Printed from https://www.writing.com/main/view_item/item_id/932251-The-Whillikers-Family
by Takumi
Rated: E · Fiction · Comedy · #932251
A peek into the life of everyone's favorite dowdy hick family, the Whillikers.
The baby was bawlin' fit to bust a lung, so Mamsy stuck a spoon in its mouth to keep it quiet. Just then, a neighbor happened by.

"Wuddle you be doin' like on a fine summer day such's this one?"

"Hello, friend," Mamsy said graciously. "I's just fine, and the same to the likes of yourself, if I may be darin' to say so."

"Thanks mighty. Thass a lumpin' great baby you got there, Mamsy."

"Why, what?" shrieked Mamsy, and noticed the baby again. "Why well why I do say so if it is, myself. Seein' as I done borned it 'n' all." Feelin' durn proud of herself, Mamsy hung up another shirt on the clothesline.

"A's a quiet one, too," the neighbor commented, gettin' ready to go.

"Ah," Mamsy replied wisely, "Thass only cuz I done gone plunked a flippin' big spoon in its mouth, so." She took a hold of the spoon handle and gave it a tug, so she could show the spoon to the neighbor.
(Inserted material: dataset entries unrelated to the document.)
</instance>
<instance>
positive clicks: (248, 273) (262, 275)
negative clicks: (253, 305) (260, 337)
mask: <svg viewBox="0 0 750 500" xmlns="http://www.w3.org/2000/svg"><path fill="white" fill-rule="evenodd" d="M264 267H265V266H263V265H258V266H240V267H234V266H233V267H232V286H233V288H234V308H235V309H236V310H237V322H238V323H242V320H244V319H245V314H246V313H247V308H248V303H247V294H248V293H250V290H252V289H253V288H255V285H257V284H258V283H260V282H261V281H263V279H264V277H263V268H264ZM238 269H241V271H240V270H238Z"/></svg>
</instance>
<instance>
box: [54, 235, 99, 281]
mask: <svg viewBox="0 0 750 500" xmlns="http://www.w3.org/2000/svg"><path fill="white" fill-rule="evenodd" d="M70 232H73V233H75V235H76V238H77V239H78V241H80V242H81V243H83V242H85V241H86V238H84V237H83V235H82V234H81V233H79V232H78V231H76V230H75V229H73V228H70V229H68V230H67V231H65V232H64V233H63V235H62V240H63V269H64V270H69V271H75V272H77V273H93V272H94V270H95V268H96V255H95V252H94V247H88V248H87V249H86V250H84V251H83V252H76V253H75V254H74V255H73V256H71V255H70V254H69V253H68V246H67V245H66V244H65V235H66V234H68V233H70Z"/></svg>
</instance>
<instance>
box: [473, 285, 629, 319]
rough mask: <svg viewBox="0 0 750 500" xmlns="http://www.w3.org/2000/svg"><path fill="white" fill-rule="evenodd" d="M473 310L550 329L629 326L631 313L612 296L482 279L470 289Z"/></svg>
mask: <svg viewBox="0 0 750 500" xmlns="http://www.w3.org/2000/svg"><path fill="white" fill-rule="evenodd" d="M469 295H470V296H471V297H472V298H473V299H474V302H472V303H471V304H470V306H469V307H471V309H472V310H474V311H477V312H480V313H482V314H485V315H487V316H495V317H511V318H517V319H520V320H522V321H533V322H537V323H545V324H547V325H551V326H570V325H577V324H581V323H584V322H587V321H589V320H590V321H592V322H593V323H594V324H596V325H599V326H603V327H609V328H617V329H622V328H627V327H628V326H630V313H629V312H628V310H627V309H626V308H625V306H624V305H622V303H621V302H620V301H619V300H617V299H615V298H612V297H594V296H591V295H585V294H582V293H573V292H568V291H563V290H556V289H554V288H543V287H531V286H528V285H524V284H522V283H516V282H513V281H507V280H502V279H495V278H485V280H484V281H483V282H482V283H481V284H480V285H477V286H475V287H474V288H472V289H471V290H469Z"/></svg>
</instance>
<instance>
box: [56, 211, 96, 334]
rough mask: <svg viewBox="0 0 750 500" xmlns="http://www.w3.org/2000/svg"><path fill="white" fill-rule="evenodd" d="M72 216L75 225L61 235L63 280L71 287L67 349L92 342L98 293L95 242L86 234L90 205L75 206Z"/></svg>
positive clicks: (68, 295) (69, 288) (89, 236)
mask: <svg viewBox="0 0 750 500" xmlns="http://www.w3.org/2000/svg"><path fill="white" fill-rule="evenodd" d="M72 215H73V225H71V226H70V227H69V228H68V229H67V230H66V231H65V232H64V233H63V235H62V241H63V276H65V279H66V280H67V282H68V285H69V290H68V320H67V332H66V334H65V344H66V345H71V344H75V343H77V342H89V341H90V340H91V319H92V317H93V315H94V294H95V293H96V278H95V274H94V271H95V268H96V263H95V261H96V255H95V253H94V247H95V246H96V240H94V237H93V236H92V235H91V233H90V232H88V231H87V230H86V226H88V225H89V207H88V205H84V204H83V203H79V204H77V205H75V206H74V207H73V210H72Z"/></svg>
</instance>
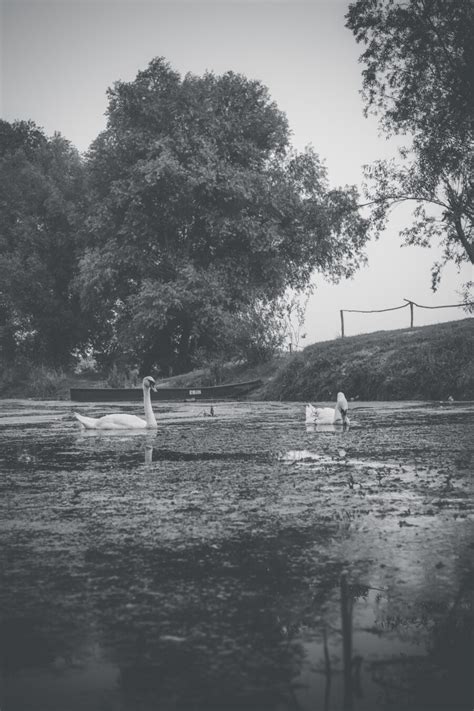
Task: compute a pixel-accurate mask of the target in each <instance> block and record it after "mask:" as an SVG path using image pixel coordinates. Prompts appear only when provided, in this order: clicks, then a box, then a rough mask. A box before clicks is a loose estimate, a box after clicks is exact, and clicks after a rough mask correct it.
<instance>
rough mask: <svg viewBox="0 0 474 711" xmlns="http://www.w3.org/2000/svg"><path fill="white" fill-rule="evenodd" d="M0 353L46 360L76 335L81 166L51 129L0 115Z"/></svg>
mask: <svg viewBox="0 0 474 711" xmlns="http://www.w3.org/2000/svg"><path fill="white" fill-rule="evenodd" d="M0 182H1V184H2V199H1V200H0V353H1V355H2V356H3V360H4V361H6V362H8V361H13V360H14V359H17V358H18V357H20V356H22V355H24V356H27V357H28V358H29V359H31V360H36V361H40V362H47V363H52V364H63V363H65V362H67V361H68V359H69V358H70V354H71V351H72V349H73V348H74V347H75V346H76V345H77V344H78V342H79V341H80V338H81V336H80V333H81V316H80V313H79V303H78V300H77V298H74V295H73V290H72V280H73V277H74V272H75V269H76V267H77V259H78V251H79V244H78V234H79V226H80V214H81V205H82V206H83V205H84V180H83V166H82V164H81V161H80V158H79V155H78V153H77V151H76V150H75V149H74V148H73V147H72V146H71V145H70V144H69V143H68V141H66V140H65V139H64V138H62V137H61V136H60V135H59V134H57V135H55V136H54V137H52V138H47V137H46V136H45V135H44V133H43V131H42V130H41V129H39V128H38V127H37V126H36V125H35V124H34V123H33V122H31V121H18V122H15V123H13V124H9V123H7V122H6V121H0Z"/></svg>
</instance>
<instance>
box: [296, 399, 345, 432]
mask: <svg viewBox="0 0 474 711" xmlns="http://www.w3.org/2000/svg"><path fill="white" fill-rule="evenodd" d="M347 410H348V405H347V400H346V398H345V396H344V393H337V402H336V407H334V408H333V407H314V405H311V404H309V403H308V405H306V422H308V423H312V424H315V425H348V424H349V423H350V420H349V418H348V416H347Z"/></svg>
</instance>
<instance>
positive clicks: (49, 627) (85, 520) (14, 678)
mask: <svg viewBox="0 0 474 711" xmlns="http://www.w3.org/2000/svg"><path fill="white" fill-rule="evenodd" d="M70 407H71V406H70V403H65V402H58V403H51V402H34V401H3V402H2V403H0V445H1V455H0V458H1V459H0V464H1V470H2V474H1V478H0V487H1V490H2V497H1V502H2V503H1V509H2V510H1V516H0V541H1V552H0V560H1V570H2V587H1V593H0V595H1V599H0V602H1V609H2V613H1V618H0V626H1V632H2V634H1V640H2V642H1V650H2V685H1V696H0V706H1V708H2V710H3V711H29V709H31V710H33V709H34V710H35V711H40V709H44V711H52V710H53V711H54V710H55V709H58V711H59V709H61V710H64V709H66V708H67V709H71V711H79V710H80V711H82V709H87V710H88V711H89V710H91V709H104V708H107V709H113V710H114V711H115V709H117V710H120V711H122V710H124V711H125V710H126V711H128V709H134V708H140V709H144V710H145V711H146V710H147V709H150V710H151V709H152V708H153V709H156V708H160V709H186V710H187V709H189V710H191V709H203V710H204V709H210V708H216V709H217V708H219V709H223V710H225V709H233V710H236V709H242V710H243V709H254V708H255V709H257V708H258V709H275V711H283V710H284V709H295V708H298V709H303V710H304V711H306V709H308V710H309V709H310V708H315V707H317V708H327V709H330V708H331V709H332V708H334V709H336V708H343V705H344V704H345V703H346V704H347V703H348V701H350V703H351V704H352V708H353V709H354V710H355V711H357V710H358V709H360V710H361V711H362V710H363V711H365V710H366V709H367V710H369V709H374V711H375V709H380V708H391V709H394V708H413V709H417V708H420V709H421V708H425V709H427V708H428V709H430V708H433V709H440V708H445V709H446V710H447V709H448V708H449V709H458V708H459V709H461V708H462V709H464V708H470V702H471V699H470V698H469V695H470V693H471V690H470V689H471V684H470V662H471V661H472V646H471V645H472V638H471V637H470V630H472V616H473V612H472V605H471V600H472V591H473V569H474V564H473V558H474V556H473V550H474V536H473V525H472V524H473V518H474V503H473V498H472V483H471V482H472V445H471V435H472V423H473V420H474V405H472V404H470V403H467V404H466V403H463V404H454V405H449V406H448V405H440V404H439V403H373V404H370V403H358V404H357V406H353V407H352V413H351V417H352V424H351V427H350V428H349V429H348V430H347V431H341V430H339V431H337V430H332V431H331V430H329V431H318V430H317V429H315V428H311V427H306V426H305V424H304V417H303V413H302V406H301V404H299V403H227V402H226V403H224V402H222V403H216V404H215V406H214V408H215V412H216V416H215V417H214V418H211V417H205V416H204V411H205V408H204V407H203V405H202V404H200V403H177V404H171V403H170V404H168V405H163V406H161V407H159V406H158V407H157V408H156V412H157V416H158V419H159V423H160V426H159V428H158V431H157V433H156V434H155V433H154V434H151V435H150V434H145V435H143V434H141V435H140V436H131V435H130V436H128V435H124V434H123V433H120V434H117V433H115V434H111V433H108V434H105V433H102V434H101V435H97V434H96V435H95V436H94V435H92V436H90V435H87V434H85V433H83V432H81V431H80V430H79V429H78V427H77V426H76V424H75V423H74V422H73V420H72V417H71V409H70ZM76 407H77V406H76ZM83 407H84V411H85V409H86V406H83ZM124 408H125V409H126V410H127V411H130V412H135V411H136V408H135V407H132V406H122V408H121V409H122V410H123V409H124ZM108 409H109V410H110V409H111V406H108ZM87 410H88V412H92V411H94V412H100V411H102V410H104V406H102V407H100V406H99V405H94V406H92V405H89V406H87ZM341 576H342V577H341ZM341 579H345V580H346V581H347V584H348V593H346V599H345V607H344V606H343V607H342V608H341V595H342V592H341V591H342V588H341ZM343 609H345V610H346V613H347V611H348V609H349V611H350V637H351V665H352V666H351V674H350V675H349V676H348V675H347V674H346V675H345V674H344V659H345V657H344V644H343V638H344V639H346V641H347V625H346V626H345V627H346V633H345V635H343V634H342V631H343V627H344V624H343V619H342V618H343V614H342V612H343ZM346 622H347V620H346ZM348 694H349V696H348ZM65 699H67V702H66V701H65ZM65 703H66V705H65Z"/></svg>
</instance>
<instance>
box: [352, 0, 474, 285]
mask: <svg viewBox="0 0 474 711" xmlns="http://www.w3.org/2000/svg"><path fill="white" fill-rule="evenodd" d="M346 19H347V27H348V28H349V29H351V30H352V32H353V33H354V36H355V38H356V40H357V41H358V42H360V43H362V44H363V45H364V47H365V50H364V52H363V53H362V55H361V57H360V61H361V62H362V63H363V64H364V67H365V68H364V70H363V72H362V75H363V96H364V100H365V110H366V113H374V114H376V115H378V116H379V117H380V122H381V127H382V130H383V131H385V132H386V133H387V134H388V135H393V134H398V135H404V136H411V145H410V146H409V147H408V148H404V149H401V150H400V156H399V160H398V161H377V162H376V163H375V164H374V165H373V166H370V167H368V168H367V177H368V178H369V180H370V187H369V189H368V192H367V195H368V198H369V200H370V201H371V202H372V203H373V205H374V211H373V218H374V220H375V222H376V224H377V225H378V227H379V228H381V227H382V226H383V225H384V223H385V220H386V218H387V214H388V212H389V210H390V208H391V207H393V206H394V205H397V204H399V203H401V202H405V201H413V202H414V204H415V210H414V220H413V223H412V224H411V225H410V226H409V227H408V228H407V229H405V230H403V231H402V233H401V234H402V236H403V238H404V240H405V242H406V243H407V244H414V245H421V246H428V245H430V244H432V242H433V240H437V241H439V242H440V244H441V245H442V247H443V256H442V258H441V261H439V262H438V263H436V264H435V265H434V268H433V288H436V286H437V284H438V281H439V278H440V271H441V268H442V266H443V265H444V264H445V263H446V262H448V261H454V262H455V263H456V264H458V265H460V264H461V263H462V262H465V261H470V262H471V263H473V262H474V204H473V191H474V182H473V177H472V176H473V174H474V152H473V149H474V72H473V67H474V5H473V3H472V2H471V0H449V1H446V0H410V2H399V1H398V0H396V1H395V0H356V1H355V2H352V3H351V4H350V6H349V11H348V13H347V15H346Z"/></svg>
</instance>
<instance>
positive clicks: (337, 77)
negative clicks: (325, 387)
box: [0, 0, 472, 345]
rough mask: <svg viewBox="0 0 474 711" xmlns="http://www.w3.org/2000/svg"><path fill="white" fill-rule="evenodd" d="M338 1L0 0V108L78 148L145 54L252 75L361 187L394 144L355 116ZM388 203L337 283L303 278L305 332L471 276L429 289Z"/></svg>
mask: <svg viewBox="0 0 474 711" xmlns="http://www.w3.org/2000/svg"><path fill="white" fill-rule="evenodd" d="M347 6H348V2H346V0H327V1H322V0H308V1H306V2H301V1H300V0H273V1H270V2H268V1H263V0H235V1H232V0H216V1H215V2H202V0H188V1H185V0H173V1H172V2H161V1H160V0H149V1H148V2H141V1H138V2H132V1H131V0H89V1H88V2H86V1H82V2H80V1H78V0H62V1H60V2H45V1H44V0H30V1H29V2H28V1H25V0H3V2H2V4H1V7H2V15H1V29H0V32H1V37H0V41H1V48H2V49H1V52H2V54H1V87H0V99H1V104H0V113H1V117H2V118H3V119H5V120H7V121H13V120H15V119H33V120H34V121H35V122H36V123H37V124H38V125H40V126H42V127H43V128H44V130H45V132H46V133H47V134H48V135H51V134H52V133H53V132H54V131H60V132H61V133H62V134H63V135H64V136H65V137H66V138H68V139H69V140H70V141H71V142H72V143H73V144H74V145H75V146H76V147H77V148H78V149H79V150H80V151H85V150H86V149H87V147H88V146H89V144H90V143H91V141H92V140H93V139H94V138H95V137H96V136H97V134H98V133H99V132H100V131H101V130H102V129H103V128H104V127H105V116H104V112H105V110H106V106H107V99H106V89H107V87H109V86H111V85H112V84H113V83H114V81H116V80H119V79H120V80H124V81H132V80H133V79H134V78H135V76H136V74H137V72H138V71H139V70H141V69H144V68H145V67H146V66H147V64H148V62H149V61H150V60H151V59H152V58H153V57H156V56H163V57H165V58H166V59H167V61H169V62H170V64H171V66H172V67H173V69H175V70H177V71H179V72H180V73H181V74H183V75H184V74H185V73H186V72H188V71H190V72H192V73H194V74H202V73H203V72H205V71H206V70H212V71H214V72H216V73H217V74H220V73H223V72H225V71H227V70H233V71H235V72H241V73H243V74H245V75H246V76H247V77H249V78H252V79H258V80H260V81H262V82H263V83H264V84H265V85H266V86H267V87H268V88H269V90H270V94H271V95H272V97H273V99H274V100H275V101H276V103H277V104H278V106H279V108H280V109H282V110H283V111H284V112H285V113H286V115H287V117H288V120H289V124H290V127H291V130H292V141H293V144H294V145H295V146H296V147H297V148H298V149H303V148H304V147H305V146H306V145H309V144H311V145H312V146H313V147H314V149H315V150H316V151H317V152H318V153H319V155H320V156H321V158H323V159H324V161H325V163H326V166H327V168H328V172H329V179H330V182H331V184H332V185H333V186H336V185H345V184H353V183H355V184H358V185H360V184H361V179H362V165H363V164H364V163H369V162H371V161H373V160H375V159H377V158H383V157H387V156H390V155H393V154H394V152H395V145H394V144H393V143H390V142H388V141H386V140H385V138H384V137H381V136H379V135H378V127H377V123H376V121H375V119H366V118H364V116H363V104H362V99H361V97H360V94H359V90H360V88H361V65H360V64H359V63H358V57H359V54H360V53H361V48H360V47H358V46H357V44H356V43H355V41H354V39H353V35H352V33H351V32H349V30H347V29H346V28H345V27H344V22H345V21H344V14H345V13H346V11H347ZM406 217H407V216H406V214H402V212H401V210H398V211H395V213H394V217H393V219H392V220H391V222H390V225H389V227H388V229H387V230H386V232H385V234H384V235H383V237H382V238H381V239H380V240H379V241H378V242H374V243H372V244H370V245H369V247H368V249H367V254H368V258H369V263H368V266H367V267H365V268H363V269H361V271H360V272H358V274H357V275H356V277H355V278H354V279H352V280H349V281H343V282H341V283H340V284H338V285H331V284H328V283H326V282H325V280H324V279H323V278H322V277H320V276H317V275H316V276H315V283H316V284H317V289H316V290H315V292H314V294H313V296H312V297H311V298H310V301H309V305H308V310H307V319H306V325H305V330H306V334H307V336H306V340H305V341H304V342H303V343H302V345H304V343H306V344H308V343H312V342H315V341H321V340H326V339H330V338H334V337H336V336H337V335H338V334H339V328H340V321H339V309H341V308H345V309H348V308H352V309H383V308H389V307H392V306H399V305H401V304H402V303H403V298H404V297H405V298H408V299H412V300H413V301H416V302H418V303H420V304H425V305H430V306H433V305H437V304H438V305H439V304H455V303H458V302H459V301H460V297H459V294H458V293H457V291H458V290H459V288H460V286H461V284H462V283H463V282H465V281H467V280H468V279H469V278H472V270H471V269H470V268H468V267H466V268H464V269H463V270H462V272H461V273H460V274H458V273H457V271H456V269H455V268H454V267H450V268H448V269H446V270H445V272H444V276H443V279H442V282H441V287H440V289H439V290H438V292H437V293H436V294H433V293H432V291H431V289H430V267H431V264H432V263H433V262H434V261H436V259H437V257H438V255H439V252H438V250H437V249H436V248H432V249H421V248H414V247H404V248H400V246H399V245H400V241H399V238H398V235H397V229H398V228H399V227H401V226H403V225H404V220H406ZM464 317H465V314H464V313H463V312H462V310H461V309H441V310H434V311H428V310H421V309H415V325H423V324H425V323H433V322H440V321H447V320H451V319H455V318H464ZM408 325H409V312H408V309H403V310H401V311H395V312H392V313H388V314H372V315H358V314H348V315H347V316H346V334H347V335H351V334H354V333H359V332H365V331H372V330H377V329H391V328H402V327H405V326H408Z"/></svg>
But when it came out, it was a fork.

"Land sakes!" hollered Mamsy, trippin' up and down in place. "Somebody call Aunt Lucretia!"

Winnie bowled into the chickenyard hot off the press. "Winnie!" screamed Mamsy, doin' some fancy footwork. "The griddlin' great spoon I plopped in the baby's mouth done gone been turned right so into a hoppin' huge fork! Quick, call Aunt 'Cretia!"

Winnie hightailed it fer the house in a roll of yipperin' dogs, but Popsy got there first, as he'd been down a-diggin' at the garden. He smoked through the screen down like it warn't even there, and tripped head-to-tail over Sally Ann Bean, who was down on her knees scrubbin' at a particular planderous spot on the rug.

"Great grizzlin' gradients!" yiped Popsy as he flatted on the floor.

"Tally-hoo!" shrieked Sally Ann, a-ploppin' on the rug.

"Watch my way, I'm a-comin' on through!" hollered Winnie, makin' it like a racehorse for the tellyphone. She dialed the number as Perky and Pip thundered down the stairs, clearin' the banister by a mile.

"Lord have mercy on my sinner's soul!" boomed the voice of Granny Khebalisicolobolo, who spent most of her time prayin' in the basement.

The house began to shake as Mamsy hoofed it in the back door, tripped over Popsy, and hurtled into the kitchen.

"Heavens to Betsy!" yodeled Mamsy.

"Heavens to Bill!" added Popsy.

"Aunt Lucretia!" shouted Winnie into the phone. "Mamsy's big ol' spoon don gun turned itself into a leapin' large fork! Ain't that just the wappiest thing?"

"No," said Aunt Lucretia, and hung up.